The U.S. Department of Homeland Security (DHS) recently released an informational video called “Options for Consideration,” which is supposedly intended to provide information that will increase your chances of survival during an active shooter situation (http://www.youtube.com/watch?v=oI5EoWBRYmo&feature=youtu.be). Although the video has already been justifiably criticized in many other venues, because it suggests and demonstrates the idea of arming yourself with scissors to attempt to “overpower” the shooter, I felt compelled to address it here on the MBC blog.

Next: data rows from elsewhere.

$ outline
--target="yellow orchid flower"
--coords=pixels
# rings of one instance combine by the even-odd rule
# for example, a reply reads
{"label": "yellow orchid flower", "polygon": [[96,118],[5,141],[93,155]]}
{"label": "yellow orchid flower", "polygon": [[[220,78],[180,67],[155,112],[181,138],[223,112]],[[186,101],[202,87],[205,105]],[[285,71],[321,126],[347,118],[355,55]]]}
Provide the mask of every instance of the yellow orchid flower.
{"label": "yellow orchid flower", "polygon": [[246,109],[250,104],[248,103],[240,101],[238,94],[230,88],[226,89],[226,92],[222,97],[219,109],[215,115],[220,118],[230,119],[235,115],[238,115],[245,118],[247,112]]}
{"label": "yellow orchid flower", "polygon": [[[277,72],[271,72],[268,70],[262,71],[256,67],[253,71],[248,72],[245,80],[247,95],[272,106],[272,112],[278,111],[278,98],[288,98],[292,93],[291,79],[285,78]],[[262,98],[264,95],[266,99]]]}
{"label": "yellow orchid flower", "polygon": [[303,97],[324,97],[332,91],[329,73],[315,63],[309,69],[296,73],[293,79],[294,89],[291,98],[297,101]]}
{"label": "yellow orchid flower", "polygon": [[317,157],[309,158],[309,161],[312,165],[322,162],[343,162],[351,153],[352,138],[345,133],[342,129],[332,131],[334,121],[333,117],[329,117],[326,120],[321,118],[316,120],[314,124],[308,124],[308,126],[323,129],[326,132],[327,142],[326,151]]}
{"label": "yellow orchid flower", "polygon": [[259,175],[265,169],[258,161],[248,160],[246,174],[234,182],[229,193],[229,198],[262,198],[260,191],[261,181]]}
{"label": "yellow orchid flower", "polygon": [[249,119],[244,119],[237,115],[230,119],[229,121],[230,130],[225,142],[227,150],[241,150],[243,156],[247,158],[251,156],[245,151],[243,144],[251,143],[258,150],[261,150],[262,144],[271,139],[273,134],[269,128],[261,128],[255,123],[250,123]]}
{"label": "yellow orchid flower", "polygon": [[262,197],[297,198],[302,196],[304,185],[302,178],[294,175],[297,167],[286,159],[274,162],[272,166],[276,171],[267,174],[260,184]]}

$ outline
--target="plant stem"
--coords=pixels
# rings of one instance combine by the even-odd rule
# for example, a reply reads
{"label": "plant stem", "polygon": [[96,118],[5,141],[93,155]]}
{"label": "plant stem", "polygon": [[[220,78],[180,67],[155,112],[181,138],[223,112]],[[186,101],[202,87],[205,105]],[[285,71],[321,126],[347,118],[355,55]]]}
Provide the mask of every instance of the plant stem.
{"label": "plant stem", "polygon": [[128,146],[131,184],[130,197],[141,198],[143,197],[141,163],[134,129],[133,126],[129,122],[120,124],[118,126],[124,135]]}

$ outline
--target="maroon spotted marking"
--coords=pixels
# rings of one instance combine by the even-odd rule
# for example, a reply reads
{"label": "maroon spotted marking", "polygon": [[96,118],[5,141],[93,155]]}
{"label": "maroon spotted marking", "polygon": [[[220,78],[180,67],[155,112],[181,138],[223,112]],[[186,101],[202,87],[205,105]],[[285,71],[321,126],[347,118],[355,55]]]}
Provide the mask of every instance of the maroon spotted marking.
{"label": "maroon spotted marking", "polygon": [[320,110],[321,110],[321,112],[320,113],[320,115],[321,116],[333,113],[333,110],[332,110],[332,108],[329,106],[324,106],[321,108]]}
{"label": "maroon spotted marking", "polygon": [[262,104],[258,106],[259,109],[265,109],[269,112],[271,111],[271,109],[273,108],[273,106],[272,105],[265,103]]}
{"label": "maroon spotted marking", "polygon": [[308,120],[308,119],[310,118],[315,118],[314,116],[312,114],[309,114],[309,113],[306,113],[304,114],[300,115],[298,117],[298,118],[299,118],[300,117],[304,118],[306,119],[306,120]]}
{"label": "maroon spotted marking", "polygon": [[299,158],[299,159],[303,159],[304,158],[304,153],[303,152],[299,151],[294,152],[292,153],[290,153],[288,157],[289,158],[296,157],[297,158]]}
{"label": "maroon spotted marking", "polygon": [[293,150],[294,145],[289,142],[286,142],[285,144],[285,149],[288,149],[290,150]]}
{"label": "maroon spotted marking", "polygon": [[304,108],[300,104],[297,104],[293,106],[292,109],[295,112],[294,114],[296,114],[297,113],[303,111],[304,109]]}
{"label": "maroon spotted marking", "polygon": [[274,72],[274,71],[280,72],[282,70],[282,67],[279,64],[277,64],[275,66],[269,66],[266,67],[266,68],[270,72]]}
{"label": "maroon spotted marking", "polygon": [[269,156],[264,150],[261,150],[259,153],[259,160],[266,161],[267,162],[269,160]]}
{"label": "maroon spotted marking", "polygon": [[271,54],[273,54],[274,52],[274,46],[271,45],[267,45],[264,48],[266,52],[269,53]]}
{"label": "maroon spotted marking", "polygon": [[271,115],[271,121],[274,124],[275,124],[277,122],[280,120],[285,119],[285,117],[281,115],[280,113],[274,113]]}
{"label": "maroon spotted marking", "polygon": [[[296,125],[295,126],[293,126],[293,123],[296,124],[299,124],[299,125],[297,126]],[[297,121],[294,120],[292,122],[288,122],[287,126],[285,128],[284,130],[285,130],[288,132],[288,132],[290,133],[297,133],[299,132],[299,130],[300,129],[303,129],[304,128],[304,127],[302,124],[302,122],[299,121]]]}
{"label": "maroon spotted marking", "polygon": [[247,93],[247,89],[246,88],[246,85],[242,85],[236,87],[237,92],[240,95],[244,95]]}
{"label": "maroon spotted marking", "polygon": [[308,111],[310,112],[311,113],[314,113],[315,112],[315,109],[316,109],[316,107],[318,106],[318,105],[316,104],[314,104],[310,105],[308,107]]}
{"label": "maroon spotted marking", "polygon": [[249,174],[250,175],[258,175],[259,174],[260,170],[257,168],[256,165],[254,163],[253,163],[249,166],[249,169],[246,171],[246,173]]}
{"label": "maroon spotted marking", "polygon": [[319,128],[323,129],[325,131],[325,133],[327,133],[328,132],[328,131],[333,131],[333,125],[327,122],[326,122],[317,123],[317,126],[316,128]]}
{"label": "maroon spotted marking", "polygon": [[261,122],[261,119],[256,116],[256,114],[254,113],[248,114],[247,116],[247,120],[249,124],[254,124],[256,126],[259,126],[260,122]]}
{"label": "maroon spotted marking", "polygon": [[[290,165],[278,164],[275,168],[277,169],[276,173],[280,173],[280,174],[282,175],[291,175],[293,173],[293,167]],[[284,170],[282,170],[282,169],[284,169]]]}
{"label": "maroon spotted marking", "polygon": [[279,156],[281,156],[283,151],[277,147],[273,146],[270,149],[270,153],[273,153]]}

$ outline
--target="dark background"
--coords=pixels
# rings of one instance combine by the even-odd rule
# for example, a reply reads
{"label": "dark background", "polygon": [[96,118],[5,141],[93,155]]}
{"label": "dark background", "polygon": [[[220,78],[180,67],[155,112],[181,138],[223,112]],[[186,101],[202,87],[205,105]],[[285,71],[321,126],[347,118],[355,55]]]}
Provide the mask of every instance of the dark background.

The video does provide some useful information, advising you to know your building’s floorplan and take the time to plan and rehearse evacuation routes to get you out of the building quickly. It also provides a useful description of what to expect and how to conduct yourself when law enforcement arrives. Beyond that, it is a typical “feel-good” government presentation that does little to prepare the average person to survive an active shooter event. Sadly, it also undermines the concept of decisive individual action and reinforces the belief that running or hiding are enough to keep you safe until the authorities arrive to resove the situation.
In my opinion, the most irresponsible and misleading aspect of the video is the statement: “If you are caught out in the open and cannot conceal yourself or take cover, you might consider trying to overpower the shooter with whatever means are available.” This narration is accompanied by a shot of a person reaching into a desk drawer to grab a pair of scissors.
First of all, let’s look at the DHS’ choice of terminology. “Overpower” may be an appropriate term for arm wrestling, but not for a life-or-death situation. Faced with an active shooter, your goal is to STOP him by rendering him physically unable to continue his attack. Similar terms, like “tackle” and “subdue”–often used in the media–also create a dangerously inaccurate impression of the reality of the situation and the actions necessary to resolve the problem.
I have trained very actively in edged-weapon tactics for nearly 40 years and consider myself reasonably proficient with them. I have also trained extensively with improvised weapons and worked hard to dispel the many myths that surround their practical use. For the sake of argument, let’s assume that you follw the DHS recommendation and find yourself, scissors in hand, facing an active shooter armed with a firearm. What is the missing piece of the puzzle? What would it take to actually “overpower” the shooter if you were armed in that way?
What’s missing is the part where you approach the shooter quickly from behind and stomp into the back of his leg to drop him to his knees. As you do, you rip his head backward with your free hand so you can drive the scissors full force through his eye socket and into his brain. You then stir the blade in his skull and continue to fight with extreme violence until he is physically incapable of offering any resistance.
Does that sound gruesome? Yes. It is. However, THAT is what it would realistically take to bridge the gap between the DHS’ feel-good propaganda and an actual plan to save your own life.
In an active shooter situation–or any other violent incident–you will be on your own. While having the will, the skill, and the determination to survive with a weapon like a pair of scissors MIGHT be enough, facing a situation with substantial pre-planned resources and potent purpose-designed weapons would obviously maximize your chances of survival.
DON’T mislead yourself by buying into feel-good propaganda. Start making REAL preparations now. Some tangible suggestions to start the process might include:
- Look at your work environment and plan primary, secondary, and tertiary evacuation routes. Then, rehearse them and evaluate them based on speed, safety, and availability of cover and improvised weapons along the way.
- Practice those routes starting from different places in the building, not just your office.
- Have a plan when you get outside. That should start with scanning for secondary threats before you break the cover of the building and blindly run out in the open. Your routes should continue, ideally bounding from cover to cover, from your building’s exit to a place of safety.
- Evaluate the physical security of your office and take steps to maximize it. If you don’t have a locking door, request one. If the management won’t authorize it, achieve it by alternate means–like an aftermarket security bar or wooden door wedges.
- Carry a weapon with you at all times and train to use it competently. Don’t THINK you know how to use it; KNOW how to use it and practice those skills regularly.
- Rearrange your office to make it a hard target and maximize the potential of available cover. Bookcases, filing cabinets, and other paper-filled objects are great sources of ballistic cover.
- If you can’t or won’t carry a firearm, invest in other projectile weapons like pepper spray and practice with them to know their capabilities. Choose wisely so they are appropriate for your environment. A fog-style spray that affects you and your co-workers in a confined office can do more harm than good. A stream-style that offers greater range and more selective application is much smarter. Learn and know the difference.
- Buy your own dry chemical fire extinguisher and keep it in your office. It offers more volume and range than pepper spray and is so politically correct that even extremely non-permissive environments can’t prohibit it.
If you want to be safe and maximize your chances of survival, don’t fool yourself; take action. Prepare your own plan, your own resources, and your own weapons and practice the skills you’ll need to make them work for you. As part of that process, continue to fight for your Second Amendment rights and your right to lawfully carry the weapons necessary to defend yourself and other innocent parties effectively.
Leave the scissors for shearing the sheep.